Tableau sets a measure’s level of aggregation by the granular dimension, or combination of dimensions, used within the view of Tableau Desktop. In the example in Figure 33-1, using data from Tableau’s sample data set Superstore, we’ll use an LOD calculation to set the total sales for Category—no matter the view makeup in Desktop—so the percentage of sales within each category can be calculated for a subcategory.
What is being calculated is the percentage of total sales across all categories. We could determine the subcategory percentage of categorical sales with a Table Calculation as well, but it’s not necessary for the data set we’re trying to return (Figure 33-2).

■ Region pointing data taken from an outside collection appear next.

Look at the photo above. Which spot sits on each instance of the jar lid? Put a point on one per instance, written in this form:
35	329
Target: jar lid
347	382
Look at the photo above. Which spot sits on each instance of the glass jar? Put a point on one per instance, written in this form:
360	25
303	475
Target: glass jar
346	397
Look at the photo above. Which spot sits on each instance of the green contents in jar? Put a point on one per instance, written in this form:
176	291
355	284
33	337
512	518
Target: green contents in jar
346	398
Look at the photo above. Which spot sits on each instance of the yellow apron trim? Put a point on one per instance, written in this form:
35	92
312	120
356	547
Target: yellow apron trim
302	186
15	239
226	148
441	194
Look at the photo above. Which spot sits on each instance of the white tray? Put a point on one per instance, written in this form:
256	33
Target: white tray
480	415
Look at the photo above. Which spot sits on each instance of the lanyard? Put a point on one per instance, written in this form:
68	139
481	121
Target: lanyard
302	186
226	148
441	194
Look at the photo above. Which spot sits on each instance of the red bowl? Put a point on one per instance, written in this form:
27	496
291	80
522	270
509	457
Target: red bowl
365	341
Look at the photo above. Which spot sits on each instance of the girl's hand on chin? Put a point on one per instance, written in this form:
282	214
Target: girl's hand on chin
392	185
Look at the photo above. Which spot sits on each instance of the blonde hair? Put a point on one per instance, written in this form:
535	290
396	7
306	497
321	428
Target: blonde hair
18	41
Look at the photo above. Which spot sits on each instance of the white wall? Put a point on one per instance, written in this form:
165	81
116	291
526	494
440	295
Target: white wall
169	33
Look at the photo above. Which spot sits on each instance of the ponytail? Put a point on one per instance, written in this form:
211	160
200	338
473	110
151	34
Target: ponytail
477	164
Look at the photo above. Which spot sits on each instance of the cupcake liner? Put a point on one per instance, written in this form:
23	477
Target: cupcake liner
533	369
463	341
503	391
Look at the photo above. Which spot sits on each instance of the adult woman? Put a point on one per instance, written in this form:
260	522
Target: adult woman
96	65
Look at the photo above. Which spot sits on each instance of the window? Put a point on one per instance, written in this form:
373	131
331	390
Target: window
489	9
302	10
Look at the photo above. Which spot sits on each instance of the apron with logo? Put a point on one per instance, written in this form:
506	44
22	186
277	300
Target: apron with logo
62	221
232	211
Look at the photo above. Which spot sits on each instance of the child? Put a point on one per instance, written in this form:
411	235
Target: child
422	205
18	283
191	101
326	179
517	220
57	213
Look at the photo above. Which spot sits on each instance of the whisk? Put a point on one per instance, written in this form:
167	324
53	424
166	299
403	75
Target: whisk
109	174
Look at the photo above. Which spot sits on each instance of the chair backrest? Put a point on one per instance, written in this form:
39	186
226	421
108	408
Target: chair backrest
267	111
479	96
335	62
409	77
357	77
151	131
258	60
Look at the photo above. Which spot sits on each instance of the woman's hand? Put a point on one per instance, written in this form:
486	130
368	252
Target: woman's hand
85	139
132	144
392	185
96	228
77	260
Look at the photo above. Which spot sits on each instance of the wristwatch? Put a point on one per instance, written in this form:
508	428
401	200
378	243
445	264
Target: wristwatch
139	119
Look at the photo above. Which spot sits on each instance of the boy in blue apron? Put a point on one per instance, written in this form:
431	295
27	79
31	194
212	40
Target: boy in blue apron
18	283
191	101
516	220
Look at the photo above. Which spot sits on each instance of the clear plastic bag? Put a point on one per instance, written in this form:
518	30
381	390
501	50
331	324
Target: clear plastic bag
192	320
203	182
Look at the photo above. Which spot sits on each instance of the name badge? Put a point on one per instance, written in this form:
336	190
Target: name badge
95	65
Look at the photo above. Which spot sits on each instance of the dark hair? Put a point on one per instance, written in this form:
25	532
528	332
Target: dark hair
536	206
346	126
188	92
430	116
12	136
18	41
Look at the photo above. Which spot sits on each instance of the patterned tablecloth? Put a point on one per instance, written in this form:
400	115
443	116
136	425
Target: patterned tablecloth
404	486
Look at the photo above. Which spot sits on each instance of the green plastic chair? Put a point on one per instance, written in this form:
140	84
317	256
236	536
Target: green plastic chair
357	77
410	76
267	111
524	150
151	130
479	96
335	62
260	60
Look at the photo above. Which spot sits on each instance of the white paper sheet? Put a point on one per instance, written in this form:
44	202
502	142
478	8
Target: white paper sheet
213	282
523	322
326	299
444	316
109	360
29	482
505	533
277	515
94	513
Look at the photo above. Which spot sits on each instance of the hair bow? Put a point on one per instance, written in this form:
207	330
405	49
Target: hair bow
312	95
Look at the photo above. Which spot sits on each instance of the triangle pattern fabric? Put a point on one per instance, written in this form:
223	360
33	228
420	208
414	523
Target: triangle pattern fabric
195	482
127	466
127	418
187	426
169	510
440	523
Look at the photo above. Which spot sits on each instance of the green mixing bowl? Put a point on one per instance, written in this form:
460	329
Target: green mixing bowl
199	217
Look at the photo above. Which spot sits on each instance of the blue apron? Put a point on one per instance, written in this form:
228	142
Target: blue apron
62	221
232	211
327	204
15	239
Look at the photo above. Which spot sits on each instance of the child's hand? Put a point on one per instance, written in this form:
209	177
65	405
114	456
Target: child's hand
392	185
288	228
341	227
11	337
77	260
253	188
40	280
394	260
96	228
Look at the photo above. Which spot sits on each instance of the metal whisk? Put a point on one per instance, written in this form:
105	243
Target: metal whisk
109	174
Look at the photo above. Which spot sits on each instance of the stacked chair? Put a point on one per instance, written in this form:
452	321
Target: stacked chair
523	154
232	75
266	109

As of version 2020.1.3, you can create LOD calculations in Prep Builder. As mentioned in Chapter 18, an LOD calculation sets a hierarchical level at which an aggregation will be processed. This is applied to just one measure per calculation, compared to the Aggregate step, where the whole data set’s granularity is changed to the specified hierarchical level.

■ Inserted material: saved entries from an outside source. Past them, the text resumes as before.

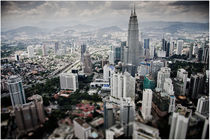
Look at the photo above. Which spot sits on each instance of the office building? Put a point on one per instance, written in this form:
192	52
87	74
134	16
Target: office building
16	90
196	85
203	105
83	50
135	49
56	48
30	115
30	50
127	114
147	104
205	56
149	82
179	123
108	70
82	130
87	66
122	85
179	47
143	131
44	51
69	81
109	119
162	75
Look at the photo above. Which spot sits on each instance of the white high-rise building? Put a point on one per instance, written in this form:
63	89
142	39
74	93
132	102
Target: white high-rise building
146	104
16	90
108	70
168	86
122	85
30	50
44	51
203	105
69	81
179	124
162	75
179	47
82	130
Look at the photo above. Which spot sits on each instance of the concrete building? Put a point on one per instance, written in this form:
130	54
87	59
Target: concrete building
203	105
69	81
82	130
29	116
196	85
162	75
179	124
30	50
16	90
146	104
142	131
87	66
44	51
179	47
127	113
180	82
122	85
109	119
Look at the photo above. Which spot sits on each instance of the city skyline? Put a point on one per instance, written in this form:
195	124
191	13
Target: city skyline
52	14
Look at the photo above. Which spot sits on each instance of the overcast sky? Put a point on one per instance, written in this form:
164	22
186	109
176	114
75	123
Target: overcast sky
54	14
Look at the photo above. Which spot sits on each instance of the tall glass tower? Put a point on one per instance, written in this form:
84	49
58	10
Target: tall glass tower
16	90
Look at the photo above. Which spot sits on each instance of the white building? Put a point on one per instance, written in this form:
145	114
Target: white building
69	81
179	47
30	50
44	51
203	105
16	90
162	75
147	104
82	130
108	70
179	124
122	85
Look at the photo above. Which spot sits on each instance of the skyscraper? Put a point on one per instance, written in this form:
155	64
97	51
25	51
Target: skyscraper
135	50
146	104
69	81
16	90
179	47
30	50
83	50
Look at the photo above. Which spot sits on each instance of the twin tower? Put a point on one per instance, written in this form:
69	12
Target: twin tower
133	54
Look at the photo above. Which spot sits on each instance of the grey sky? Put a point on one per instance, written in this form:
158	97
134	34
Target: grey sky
54	14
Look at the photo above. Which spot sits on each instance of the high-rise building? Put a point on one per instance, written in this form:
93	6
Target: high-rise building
205	56
179	124
29	116
203	105
16	90
127	114
69	81
146	104
44	51
87	66
196	85
82	130
122	85
109	119
30	50
179	47
135	49
162	75
180	82
83	49
149	82
56	48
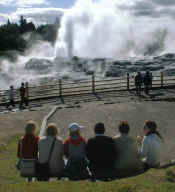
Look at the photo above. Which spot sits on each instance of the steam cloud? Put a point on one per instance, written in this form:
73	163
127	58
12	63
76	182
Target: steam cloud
103	29
97	29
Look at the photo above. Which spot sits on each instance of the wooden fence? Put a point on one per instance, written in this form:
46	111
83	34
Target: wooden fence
91	86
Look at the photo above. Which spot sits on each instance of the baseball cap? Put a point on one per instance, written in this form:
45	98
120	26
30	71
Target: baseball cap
74	127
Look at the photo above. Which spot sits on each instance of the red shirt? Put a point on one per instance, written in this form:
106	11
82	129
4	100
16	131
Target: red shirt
28	147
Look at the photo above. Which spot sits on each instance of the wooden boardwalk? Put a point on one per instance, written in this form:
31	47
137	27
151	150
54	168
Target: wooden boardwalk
60	91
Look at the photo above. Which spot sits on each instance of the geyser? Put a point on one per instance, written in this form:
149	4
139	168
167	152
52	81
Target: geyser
102	28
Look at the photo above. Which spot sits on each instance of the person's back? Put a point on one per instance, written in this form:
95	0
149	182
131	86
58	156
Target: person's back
28	149
151	150
28	144
74	148
127	161
56	163
151	145
100	152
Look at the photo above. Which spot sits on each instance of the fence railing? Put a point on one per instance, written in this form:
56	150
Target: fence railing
91	86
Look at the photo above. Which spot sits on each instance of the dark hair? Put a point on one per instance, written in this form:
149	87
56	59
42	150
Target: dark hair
152	126
124	127
99	128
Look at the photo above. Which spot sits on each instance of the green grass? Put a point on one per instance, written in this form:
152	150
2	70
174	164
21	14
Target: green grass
10	181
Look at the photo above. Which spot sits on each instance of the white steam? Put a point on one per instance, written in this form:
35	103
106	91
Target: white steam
102	29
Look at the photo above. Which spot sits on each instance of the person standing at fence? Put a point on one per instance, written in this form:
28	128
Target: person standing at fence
138	83
26	94
11	97
147	82
22	96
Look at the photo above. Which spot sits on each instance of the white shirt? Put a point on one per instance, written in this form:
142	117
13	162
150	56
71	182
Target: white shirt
151	149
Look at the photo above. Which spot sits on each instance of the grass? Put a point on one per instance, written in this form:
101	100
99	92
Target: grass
153	181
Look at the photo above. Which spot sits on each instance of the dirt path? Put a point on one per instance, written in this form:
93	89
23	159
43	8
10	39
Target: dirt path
14	123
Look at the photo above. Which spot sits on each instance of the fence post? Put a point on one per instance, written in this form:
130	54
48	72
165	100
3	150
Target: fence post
162	79
128	86
60	87
93	84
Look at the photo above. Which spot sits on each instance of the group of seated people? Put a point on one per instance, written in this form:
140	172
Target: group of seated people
101	157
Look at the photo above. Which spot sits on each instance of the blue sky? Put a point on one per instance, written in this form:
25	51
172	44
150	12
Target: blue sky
12	9
46	11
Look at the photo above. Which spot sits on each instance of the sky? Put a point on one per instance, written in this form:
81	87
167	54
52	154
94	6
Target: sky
39	11
45	11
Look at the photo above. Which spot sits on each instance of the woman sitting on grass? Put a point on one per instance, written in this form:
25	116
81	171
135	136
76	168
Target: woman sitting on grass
51	152
28	144
74	150
127	162
151	145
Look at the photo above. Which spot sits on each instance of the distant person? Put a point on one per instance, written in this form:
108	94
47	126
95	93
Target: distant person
151	80
51	153
127	162
28	144
147	82
138	83
101	154
11	97
26	94
22	96
75	153
151	145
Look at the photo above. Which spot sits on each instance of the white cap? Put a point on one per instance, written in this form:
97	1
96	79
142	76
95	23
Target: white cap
74	127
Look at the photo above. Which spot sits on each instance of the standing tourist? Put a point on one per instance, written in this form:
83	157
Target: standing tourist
138	83
147	82
26	94
22	96
11	97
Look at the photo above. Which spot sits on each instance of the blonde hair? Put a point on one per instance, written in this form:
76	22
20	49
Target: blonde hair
30	127
52	130
75	133
152	126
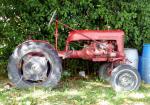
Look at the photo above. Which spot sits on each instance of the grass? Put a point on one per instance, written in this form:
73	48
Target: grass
74	91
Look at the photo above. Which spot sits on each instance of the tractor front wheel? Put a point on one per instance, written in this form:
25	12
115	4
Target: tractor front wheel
125	78
34	63
104	71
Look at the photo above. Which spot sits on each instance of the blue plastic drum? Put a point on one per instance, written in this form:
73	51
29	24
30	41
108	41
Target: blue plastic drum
140	66
146	63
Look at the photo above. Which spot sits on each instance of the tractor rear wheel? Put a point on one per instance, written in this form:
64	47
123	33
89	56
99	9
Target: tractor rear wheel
34	63
125	78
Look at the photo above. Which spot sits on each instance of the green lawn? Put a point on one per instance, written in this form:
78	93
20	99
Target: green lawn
74	91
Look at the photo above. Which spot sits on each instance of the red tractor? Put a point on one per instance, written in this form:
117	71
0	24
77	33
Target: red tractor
38	63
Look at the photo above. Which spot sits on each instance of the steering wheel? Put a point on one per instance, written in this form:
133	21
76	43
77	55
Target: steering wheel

You have two different options in Prep Builder to create an LOD calculation: Custom Calculation or Fixed LOD. Both are accessed from a data field’s ellipsis menu in the Clean step through the Create Calculated Field submenu (Figure 33-3).
Selecting Fixed LOD opens the Visual Calculation Editor, which was shown in Chapter 18. So, this chapter will focus instead on the other option: creating an LOD calculation in the Custom Calculation Editor. The syntax for LOD calculations is:
{ fixed [optional categorical field(s)] : aggregation ( measure ) }
To build the LOD calculation needed to output the data set in Figure 33-2, first we’ll create the field Categorical Sales (Figure 33-4).

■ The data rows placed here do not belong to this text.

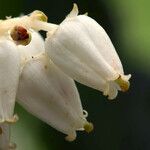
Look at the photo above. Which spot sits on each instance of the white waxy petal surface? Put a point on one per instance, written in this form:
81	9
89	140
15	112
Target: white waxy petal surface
9	77
81	48
4	136
35	47
50	95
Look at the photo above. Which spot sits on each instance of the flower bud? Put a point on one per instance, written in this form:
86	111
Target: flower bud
81	48
49	94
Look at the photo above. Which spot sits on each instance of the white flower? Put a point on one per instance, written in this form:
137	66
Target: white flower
80	47
49	94
5	137
40	87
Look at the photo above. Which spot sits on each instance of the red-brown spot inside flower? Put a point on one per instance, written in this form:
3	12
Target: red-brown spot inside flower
19	33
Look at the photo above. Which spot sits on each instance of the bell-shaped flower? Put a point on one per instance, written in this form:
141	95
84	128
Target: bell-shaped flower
48	93
80	47
40	87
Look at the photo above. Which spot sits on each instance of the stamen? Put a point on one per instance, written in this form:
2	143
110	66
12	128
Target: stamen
85	113
20	35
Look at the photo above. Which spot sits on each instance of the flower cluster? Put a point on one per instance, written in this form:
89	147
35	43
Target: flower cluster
40	74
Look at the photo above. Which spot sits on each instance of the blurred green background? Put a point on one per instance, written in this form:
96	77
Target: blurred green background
122	124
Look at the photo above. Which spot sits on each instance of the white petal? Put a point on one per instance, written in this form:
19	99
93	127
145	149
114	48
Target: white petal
9	77
52	96
4	136
82	49
35	47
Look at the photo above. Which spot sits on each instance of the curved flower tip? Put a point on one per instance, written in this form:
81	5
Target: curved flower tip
123	82
39	15
91	57
71	137
74	12
88	127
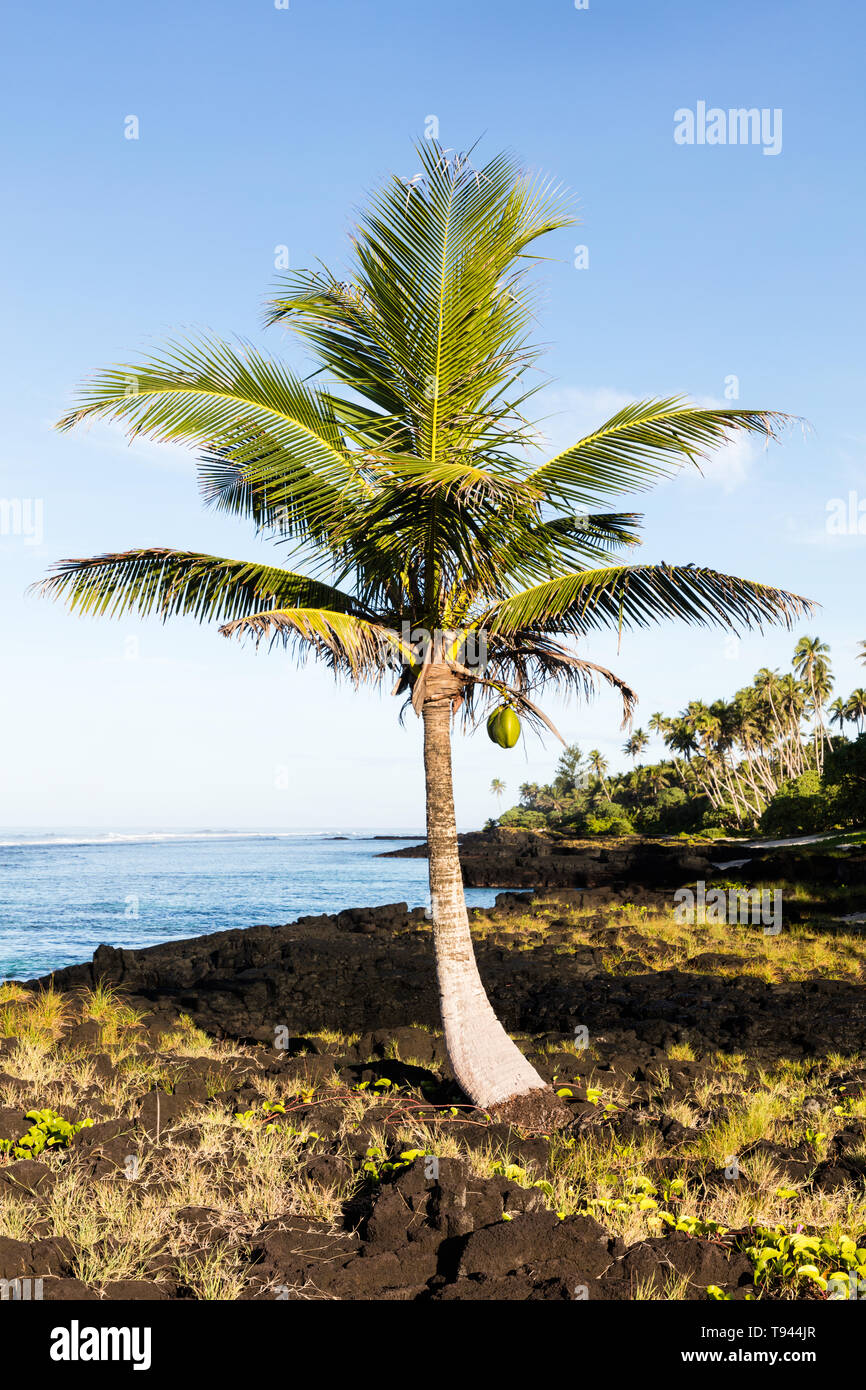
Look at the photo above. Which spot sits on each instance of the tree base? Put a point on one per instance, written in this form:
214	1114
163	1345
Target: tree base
538	1109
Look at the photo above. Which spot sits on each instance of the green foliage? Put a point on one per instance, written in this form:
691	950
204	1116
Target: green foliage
802	806
780	1257
613	820
47	1132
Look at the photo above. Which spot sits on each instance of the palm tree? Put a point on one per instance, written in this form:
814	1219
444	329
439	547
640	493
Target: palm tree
855	708
426	544
838	715
812	665
635	744
598	766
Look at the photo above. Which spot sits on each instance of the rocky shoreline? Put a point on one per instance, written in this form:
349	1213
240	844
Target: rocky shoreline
284	1097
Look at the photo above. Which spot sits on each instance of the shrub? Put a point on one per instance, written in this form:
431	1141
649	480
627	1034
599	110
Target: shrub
613	820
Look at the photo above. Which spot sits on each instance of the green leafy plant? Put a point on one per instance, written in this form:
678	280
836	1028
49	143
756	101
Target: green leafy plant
47	1130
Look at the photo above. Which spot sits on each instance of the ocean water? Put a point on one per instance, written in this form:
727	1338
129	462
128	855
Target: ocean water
64	893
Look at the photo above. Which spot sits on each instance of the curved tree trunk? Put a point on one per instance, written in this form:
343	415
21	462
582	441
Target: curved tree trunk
487	1064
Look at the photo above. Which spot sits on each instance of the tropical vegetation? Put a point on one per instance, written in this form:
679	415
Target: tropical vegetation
776	756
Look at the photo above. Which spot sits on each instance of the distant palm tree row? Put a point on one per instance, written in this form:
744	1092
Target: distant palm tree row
733	755
740	752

This calculation has set a constant sales total for each category. The Profile pane is a good place to check for the effects of the calculation (Figure 33-5).
By selecting a category in the Profile pane, you can see the values in other columns containing that category. In this case, Furniture has a constant Categorical Sales value, but there are still a range of Sales values within the selected rows. Prep Builder is appending the Categorical Sales value to the existing data set, as you can see on a per-row level in the Data pane (Figure 33-6).
Due to the hierarchy of the Superstore data set, a product can belong to only one category. This data set is ready for use within Tableau Desktop. If you want a quick answer for your analysis, you can select Preview in Desktop by right-clicking on any step, and Tableau Desktop will launch with a Hyper file of that data set already connected (Figure 33-7).
To create the set shown earlier in Figure 33-2, divide the Sales value by Categorical Sales data in Desktop (Figure 33-8).
This calculation determines the percentage contribution by each row of data, which is then summed up by the dimension(s) used in the view in Desktop; in this case, that’s Sub-Category, although other members of the product hierarchy could be used instead (Figure 33-9).
By appending the Categorical Sales value to the data set, you save your end users from having to create complex calculations themselves. However, these calculations (as well as any data fields) must be used correctly to avoid incorrect or misleading analysis.
To help describe what the LOD calculation is doing, let’s walk through appending a value to a data set. To make it easier to see what is happening within Prep Builder, we’ll use the same calculation as before, just with the data set aggregated to the Sub-Category level (Figure 33-10).
Using an Aggregate step, group by Category and sum the Sales values (Figure 33-11). This will result in each category having a single Categorical Sales value. Using an Aggregate step removes the other data in the set.
Completing a self-join—joining an earlier stage of the data preparation flow to the output of the Aggregate step—adds the original data at a Sub-Category level back into the flow (Figure 33-12).
Using an inner join with a join condition of Category = Category then adds Categorical Sales back to the original data set (Figure 33-13). With an inner join, you should delete the matching field, now called Category-1, as Prep doesn’t allow duplicate field names.
Level of Detail (LOD) calculations are very useful when analyzing data but can be difficult for end users of the data set to form themselves. LOD calculations work by aggregating a measure and then appending the result to the data set. The LOD calculations formed in Prep Builder can be used in further calculations or exported for use within Tableau Desktop to simplify the analytical process for users.